Base58’s flagship Bitcoin Transactions class gives you an in-depth intro to the bitcoin protocol and will get you comfortable with the bitcoin-cli and command line interfaces. No prior experience required, but some understanding of bytes and encodings will be extremely helpful.
Strongly Recommended: This 1.5h class on Encodings and Endianness. These are really core topics that we'll use the first day of the class (and every class).
Optional: Andreas Antonopoulos' classic book, Mastering Bitcoin is extremely good background reading for our class.
Optional, and we'll help you with it if you're in a cohort: Installing a local copy of bitcoind/bitcoin-cli. We've got a guide here, but there's also plenty around the internet if you're into that sort of thing. Unless you've got some gigabytes of storage available, we highly recommend you follow the instructions for setting up your `bitcoin.conf` file with the regtest=1 set.
4 days of bitcoin transaction learning!
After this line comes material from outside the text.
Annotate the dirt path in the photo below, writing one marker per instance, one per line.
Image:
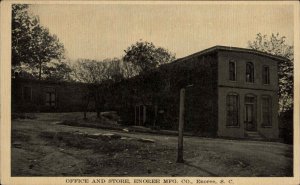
(41, 147)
We do 3 hours of instruction in the morning; afternoons are for homework and hacking.
What is a transaction? Specifically, what fields do they contain? We learn how to calculate a transaction id and what transaction fees are, and how are they calculated. Finally, we'll talk about coinbases and block rewards.
Topics: transaction fields, endianness, transaction ids, fees + transaction weights, coinbases
Let's learn about Bitcoin's native "programming language": Script! We'll write our own script this week (and learn about hashes and preimages). Once we've written a script we'll try locking some bitcoins up to it, as well as unlocking them.
Topics: Script, standard scripts, P2SH, opcodes
Now that we've seen how transactions are constructed and built, time to introduce the bitcoin omnibus update bill, the SegWit soft-fork. SegWit impacted the structure of a transaction and its fee calculations, so we'll dive into how these updates work and two of the 'new' SegWit script types: P2WSH and P2SH-P2WSH.
Topics: SegWit! P2WSH, P2SH-P2WSH
We're halfway through class, it's about time we introduced cryptography. Time to start building an understanding of elliptic curves over a finite field and looking at bitcoin's secp256k1 curve parameters. Then we'll pick a private key and derive a public key. Finally we'll make our first signed transactions.
Topics: elliptic curves, secp256k1, public/private key cryptography, P2PK, P2PKH
Signing transactions is actually a bit complicated. We'll talk about the ECDSA and walk through how a private key produces signatures for a transaction. We'll cover sighashes and discuss the TX_HASH proposal.
Topics: ECDSA, SegWit, sighashes, TX_HASH
This is the last topic of the course class. We'll cover multisig transactions and the OP_CHECKMULTISIG opcode. Our final class we'll cover some topics on how to get your transaction mined: RBF + CPFP.